Gov Rendel in PA recently pushed for and got a new law passed that is a start at helping the dogs condemned to live their lives in mills. The law was watered down as it made it way through the legislature, but it is still a good start. One of the victories, imho, is that millers are now required to have a vet kill any dog rather than the millers being allowed to shoot or starve them to death. It also has some provisions for things like exercise, cage size etc. It's not perfect, but it's a start.
There seems to be some controversy over whether buying dogs at auctions is actually rescue. The millers (I include all commercial breeders in that goup, commercial=for profit=puppymill)don't care where the dogs go as long as they get their money. Getting a dog from an auction still puts money in the wrong hands and rewards dispicable breeding practices. I honestly don't know how I feel about. Those dogs deserve to be out of those god awful places, but I don't like the idea of a miller profiting.
I have to say, that video of the dog auction made me very mad. They are just bought and sold like cattle, which I am also offended by. What I don't understand is that why it seems that Amish people are to blame a lot. I always thought they were peaceful and didn't like to "stand out".

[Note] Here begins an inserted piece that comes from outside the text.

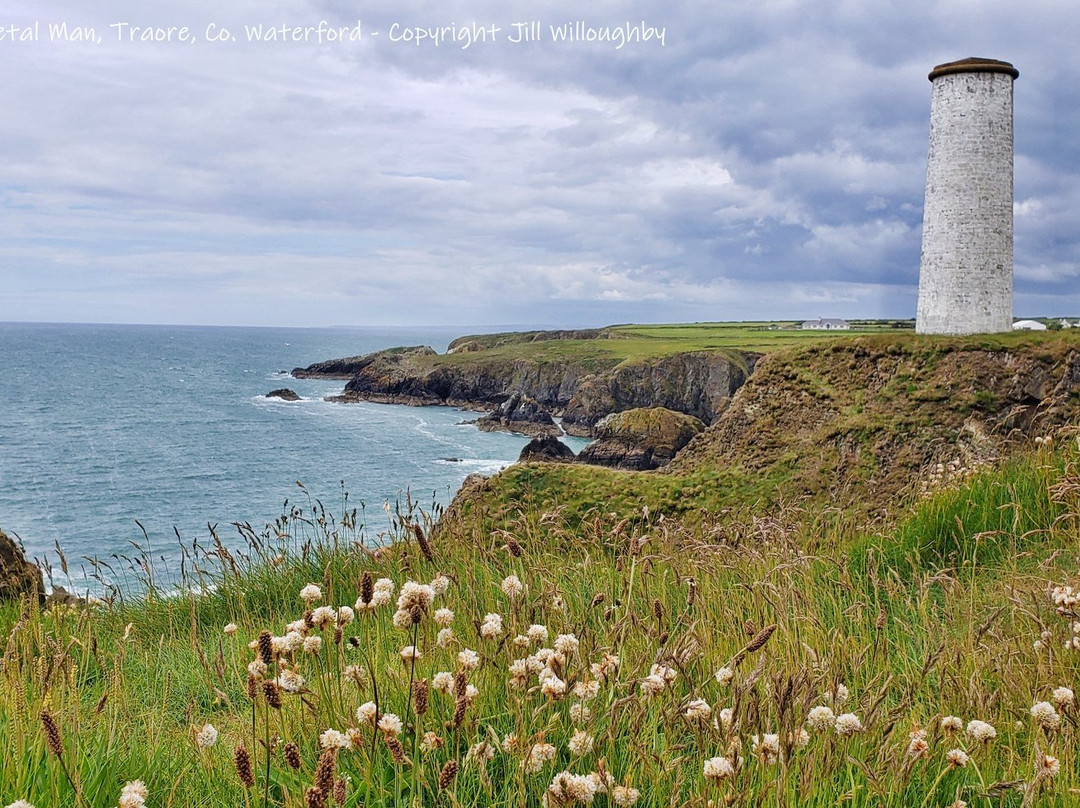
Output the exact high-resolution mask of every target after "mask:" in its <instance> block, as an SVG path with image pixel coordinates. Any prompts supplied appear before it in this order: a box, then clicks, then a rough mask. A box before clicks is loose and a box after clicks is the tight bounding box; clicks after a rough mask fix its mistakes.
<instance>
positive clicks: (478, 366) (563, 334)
mask: <svg viewBox="0 0 1080 808" xmlns="http://www.w3.org/2000/svg"><path fill="white" fill-rule="evenodd" d="M495 336H496V337H501V338H502V339H501V340H500V339H496V338H492V337H463V338H461V339H459V340H456V341H455V342H454V344H451V345H450V350H449V351H448V352H447V353H445V354H440V353H436V352H435V351H434V350H432V349H431V348H428V347H423V346H417V347H410V348H393V349H389V350H384V351H377V352H375V353H369V354H365V355H362V356H352V358H346V359H338V360H330V361H327V362H320V363H316V364H313V365H309V366H308V367H303V368H295V369H294V371H293V375H294V376H296V377H298V378H312V377H315V378H319V377H321V378H340V379H347V380H348V381H347V383H346V386H345V390H343V391H342V392H341V394H340V395H338V396H334V400H335V401H340V402H353V401H374V402H381V403H389V404H413V405H429V404H443V405H450V406H457V407H463V408H469V409H478V410H492V409H495V408H497V407H498V406H499V405H500V404H502V403H503V402H505V401H507V400H508V399H509V398H510V396H511V395H513V394H515V393H519V394H523V395H525V396H528V398H530V399H532V400H535V401H536V402H537V403H539V404H540V405H542V406H543V407H545V408H546V409H549V410H550V412H551V413H552V415H554V416H556V417H562V419H563V428H564V429H565V430H566V431H567V432H568V433H570V434H577V435H584V436H591V435H592V434H593V428H594V427H595V425H596V423H597V422H598V421H599V420H600V419H602V418H604V417H605V416H607V415H610V414H611V413H620V412H623V410H626V409H634V408H638V407H658V406H659V407H666V408H667V409H673V410H675V412H678V413H684V414H686V415H690V416H693V417H696V418H699V419H700V420H701V421H703V422H704V423H712V422H713V421H714V420H715V419H716V417H717V415H718V414H719V413H721V412H723V410H724V407H725V406H726V405H727V403H728V401H729V400H730V398H731V396H732V395H733V394H734V392H735V391H737V390H738V389H739V388H740V387H742V385H743V383H744V382H745V380H746V378H747V377H748V376H750V374H751V373H752V371H753V367H754V364H755V363H756V362H757V359H758V356H759V354H757V353H753V352H748V351H747V352H742V351H733V350H730V349H716V350H693V351H674V352H669V353H662V352H661V353H659V355H654V354H653V355H650V351H649V350H648V348H650V346H648V345H646V350H644V351H636V350H629V351H621V352H620V351H618V350H609V349H608V348H607V347H605V340H616V339H618V337H612V336H610V335H609V333H608V332H606V331H604V329H596V331H590V332H537V333H530V334H525V335H495ZM514 337H516V339H514ZM608 345H610V344H608Z"/></svg>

The amish run most of the puppymills in Pennsylvania. It's a big business for them and their motto seems to be, "they're just animals." From what I understand, they don't treat any animals very well. (There's also all those stories about sexually abusing their daughters.) I've heard horror stories about rescued draft horses that were kept in deplorable conditions and worked half to death. One horse would have been fine if his owner had bothered to keep his stall clean. Instead he lived in filth, got a skin infection, was denied any sort of care and the infection spread to the bone. Honestly it seems hypocritical to me to isolate yourself from the "immoral" modern world, yet willingly take money from petstores and brokers.